Por isso, quase duas décadas depois, agora que encontrou o amor que nunca julgara de todo perdido, mas que se esquecia de aparecer, hoje que quer se dedicar inteiramente a esta sua nova existência, não pode esconder uma sensação de perigo que a faz piscar, nervosamente, que lhe deixa um pouco nauseada diante do que pareceu inconveniências do hoje não mais tão jovem esposo, mas que permanece alegremente descompromissado, e que insiste em brincar com coisas sérias, numa atitude perigosa de criança pirracenta, ou numa velada ameaça de quem se sente traído, pois ela já não precisa mais das gentilezas e dos galanteios até melosos que dele recebia. Por isso,teme que ele, não muito capaz de esconder no rosto o que lhe vai na mente, ponha por terra o delicado desenho do percurso que ela, para salvá-lo de si mesmo, traçaria como trajeto da embarcação muito frágil na qual ele, sem aparato algum de proteção, embarcara ao se casar sem condições, trazendo como dote único um corpo rebelde às convenções, sem equipamento de salvação, num navio açoitado por tempestades.

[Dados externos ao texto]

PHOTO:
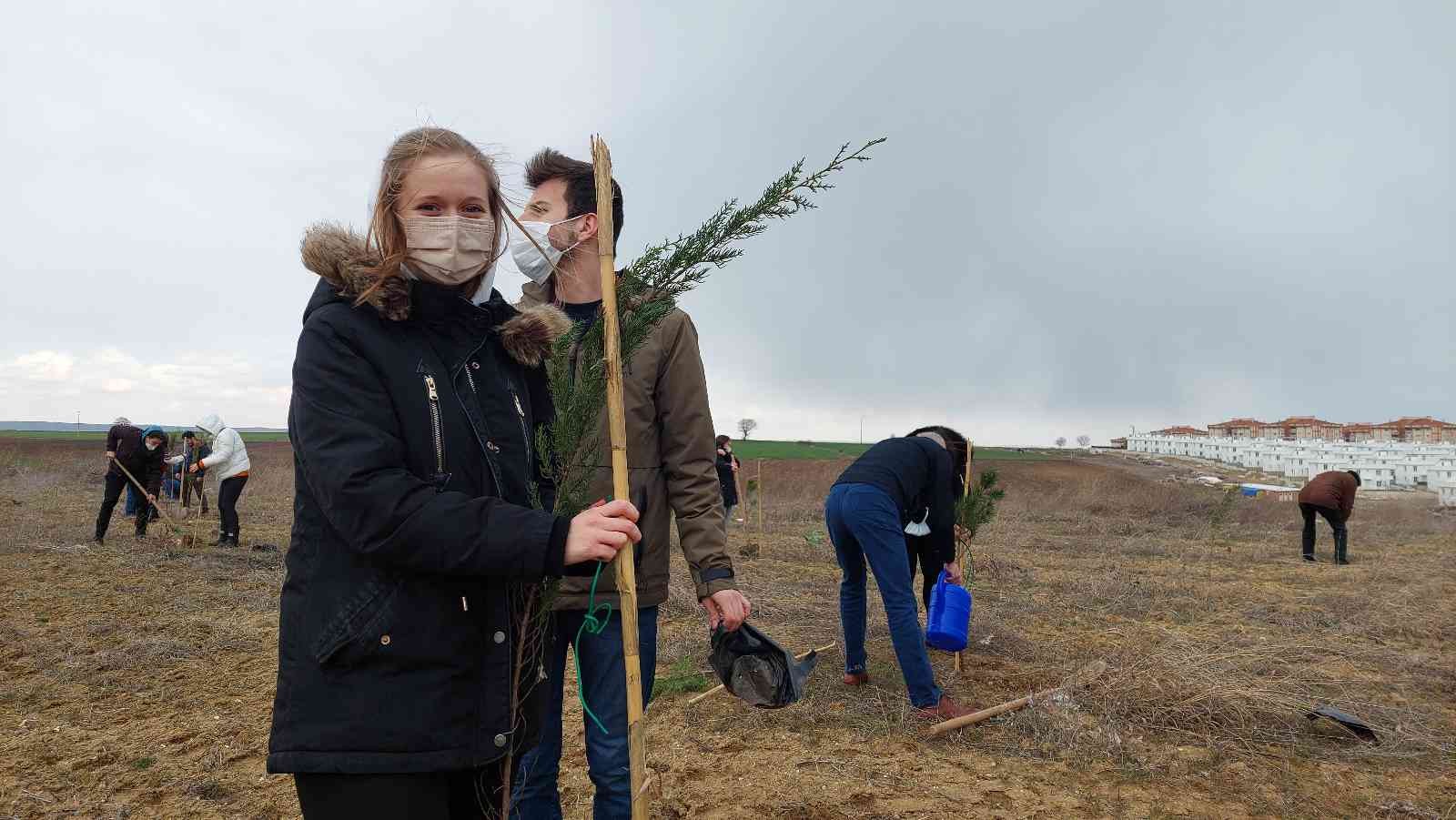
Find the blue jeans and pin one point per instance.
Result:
(864, 523)
(604, 684)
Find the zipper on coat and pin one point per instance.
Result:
(526, 434)
(490, 446)
(439, 440)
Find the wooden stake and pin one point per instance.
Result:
(621, 485)
(1082, 676)
(970, 456)
(721, 686)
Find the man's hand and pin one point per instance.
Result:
(953, 574)
(728, 608)
(599, 531)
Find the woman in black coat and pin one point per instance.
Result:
(422, 523)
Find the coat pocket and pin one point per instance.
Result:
(351, 635)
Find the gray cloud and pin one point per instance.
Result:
(1085, 218)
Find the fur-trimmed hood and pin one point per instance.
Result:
(341, 258)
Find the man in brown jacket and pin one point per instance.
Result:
(1332, 495)
(670, 455)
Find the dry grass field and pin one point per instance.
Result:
(136, 679)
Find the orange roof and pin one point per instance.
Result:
(1308, 420)
(1238, 422)
(1181, 430)
(1416, 421)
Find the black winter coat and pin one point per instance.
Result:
(131, 451)
(414, 538)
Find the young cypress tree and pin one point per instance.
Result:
(647, 291)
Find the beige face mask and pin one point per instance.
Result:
(449, 249)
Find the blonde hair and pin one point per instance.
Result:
(386, 237)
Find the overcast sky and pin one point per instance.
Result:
(1088, 216)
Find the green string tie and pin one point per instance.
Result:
(593, 625)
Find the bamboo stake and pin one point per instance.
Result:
(1082, 676)
(762, 543)
(724, 686)
(743, 497)
(143, 491)
(970, 456)
(621, 485)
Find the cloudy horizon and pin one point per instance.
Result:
(1087, 216)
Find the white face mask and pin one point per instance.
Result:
(529, 258)
(449, 251)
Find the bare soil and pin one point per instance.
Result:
(136, 679)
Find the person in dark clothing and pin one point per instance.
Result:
(922, 552)
(866, 513)
(727, 465)
(193, 453)
(422, 531)
(1332, 495)
(142, 453)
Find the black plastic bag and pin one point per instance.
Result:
(757, 670)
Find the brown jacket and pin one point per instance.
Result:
(670, 456)
(1334, 490)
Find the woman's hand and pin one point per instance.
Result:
(601, 531)
(953, 574)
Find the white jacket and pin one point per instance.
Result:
(229, 455)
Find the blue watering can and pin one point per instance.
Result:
(948, 623)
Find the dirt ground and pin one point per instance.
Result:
(136, 679)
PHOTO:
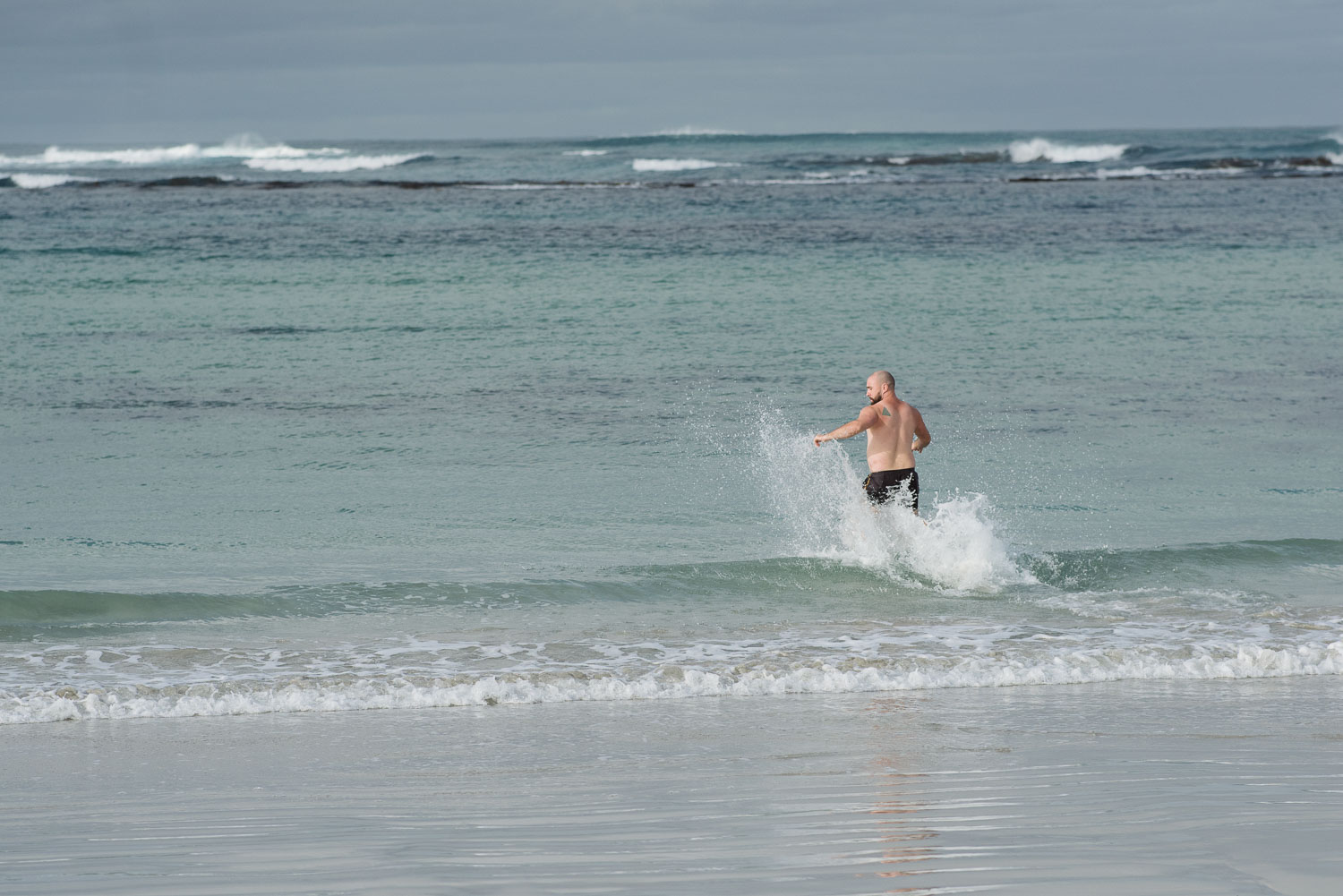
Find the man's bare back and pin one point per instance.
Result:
(894, 431)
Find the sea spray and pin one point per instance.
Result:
(818, 495)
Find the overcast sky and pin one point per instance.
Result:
(184, 70)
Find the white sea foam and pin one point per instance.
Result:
(674, 164)
(43, 182)
(1136, 171)
(1041, 149)
(239, 147)
(854, 673)
(818, 495)
(329, 166)
(690, 131)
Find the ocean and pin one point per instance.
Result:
(472, 430)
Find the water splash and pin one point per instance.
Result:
(818, 493)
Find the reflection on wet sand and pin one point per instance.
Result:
(899, 829)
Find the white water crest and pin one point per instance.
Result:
(330, 166)
(846, 665)
(1041, 149)
(45, 182)
(241, 147)
(674, 164)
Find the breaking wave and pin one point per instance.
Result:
(674, 164)
(1041, 149)
(896, 661)
(340, 164)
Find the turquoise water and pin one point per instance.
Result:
(282, 434)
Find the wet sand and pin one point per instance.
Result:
(1125, 788)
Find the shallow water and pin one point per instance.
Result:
(281, 434)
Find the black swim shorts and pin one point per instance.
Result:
(891, 485)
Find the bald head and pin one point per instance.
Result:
(878, 384)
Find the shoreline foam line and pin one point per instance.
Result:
(344, 694)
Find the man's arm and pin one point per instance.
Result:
(867, 416)
(923, 438)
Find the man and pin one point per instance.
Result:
(894, 431)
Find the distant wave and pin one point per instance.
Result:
(42, 182)
(1041, 149)
(676, 164)
(332, 166)
(244, 147)
(690, 131)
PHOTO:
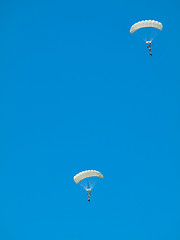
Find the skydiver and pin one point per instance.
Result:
(89, 194)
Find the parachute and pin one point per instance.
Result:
(87, 180)
(146, 23)
(147, 30)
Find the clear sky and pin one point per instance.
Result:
(79, 92)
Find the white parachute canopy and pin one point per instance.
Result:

Embora não consiga mais deixar de trazer franzido o cenho, ela sabe que poderá, ainda, outra vez, tomar em mãos a embarcação que se chama sua vida e conduzi-la a porto seguro. Precisa apenas refletir. Necessita apenas tecer novos trajetos, avaliar os perigos da nova rota, oferecer um outro butim a prováveis tripulantes amotinados. Ou, até quem sabe, mesmo se lhe doesse tanto, atracar a embarcação e mandar descer os rebelados? Ela só tem certeza, mesmo, embora não consiga deixar de sentir arrepios no ventre, que ainda é capaz de conduzir a porto firme não mais todo o navio, como antes, mas o bote salva-vidas em que deseja preservar o seu amor dos perigos dos recifes de coral e dos bancos de areia tão próximos do seu olhar. E ante a pergunta que lhe cobra sobre a validade do seu sacrifício e da sua audácia, um não existindo sem a outra, ela se recusa a responder, pois aprendeu a ver sem olhar, aprendeu a lançar ao longe numa linha de um imaginário horizonte qualquer dúvida que por ventura lhe venha à alma. É que antes ela não tinha encontrado o amor. Somente por isso, ela se perdoa a si mesma.